Yes, with "ieee", this is better. But some people might prefer the
reverse domain name notation:
https://en.wikipedia.org/wiki/Reverse_domain_name_notation
e.g. a name starting with "org.ieee."
(1) I would have had to invent short names for the byte ordering.
Dima's "MSB" is incomplete, it should be "MSBF" for "Most
Significant Byte First", but may be better than "BE" or "LE".
I think that "BE" and "LE" are commonly used, e.g. by
http://tools.ietf.org/html/rfc2781
for some charsets.
IMHO, only lower case characters (as opposed to upper case) should be
used in the name.
(2) I wanted a fixed-length signature, preferably a multiple of 4 bytes.
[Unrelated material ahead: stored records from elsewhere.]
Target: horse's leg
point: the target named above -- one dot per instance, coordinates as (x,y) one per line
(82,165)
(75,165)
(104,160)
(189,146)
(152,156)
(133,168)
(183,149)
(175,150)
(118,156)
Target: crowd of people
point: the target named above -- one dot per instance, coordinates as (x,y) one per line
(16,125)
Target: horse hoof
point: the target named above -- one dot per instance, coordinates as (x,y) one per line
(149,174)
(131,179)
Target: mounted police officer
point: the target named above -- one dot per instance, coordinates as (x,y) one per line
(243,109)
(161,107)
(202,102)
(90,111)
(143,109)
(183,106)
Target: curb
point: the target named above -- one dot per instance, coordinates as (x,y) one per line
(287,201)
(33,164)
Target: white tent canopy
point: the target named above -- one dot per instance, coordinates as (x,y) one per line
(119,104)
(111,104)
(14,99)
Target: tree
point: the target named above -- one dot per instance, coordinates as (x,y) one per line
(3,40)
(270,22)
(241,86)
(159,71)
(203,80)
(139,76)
That fits more easily into structure layouts in many languages.
(3) I want to accomodate ALL 754-2008 formats, including the extendable
ones that can have arbitrary size (in multiples of 32 bits). Such
sizes are better represented in binary than in a decimal character
string.
Of course, not completely arbitrary sizes. But... yesterday, and this
is recalled in your next point, you said:
"assuming that the size is less than 2**24, which is presumably
large enough to cover any extended format being contemplated in
the near future"
I'm not so sure. What I know is that some people work with much larger
precisions. I don't know whether they are interested in regarding such
numbers as numbers of some 754-2008 extendable format, though.
Also, make sure that the signature format is OK for the next 30 years
(when considering standards, 30 years is the the near future).
For this reason, a 32-bit size field may not be enough. I would go for
a 64-bit one.
(4) The method of detecting Endianness by looking at a binary field of
known content is quite general. If in fact the application already
knows the size (which is likely), this could even detect some messy
mixed-endian formats, although there are values where all four bytes
would be the same and hence useless as an indicator. (That's why I
mentioned 2**24 as a practical upper limit.)
I think that detecting endianness should be done in a clean way.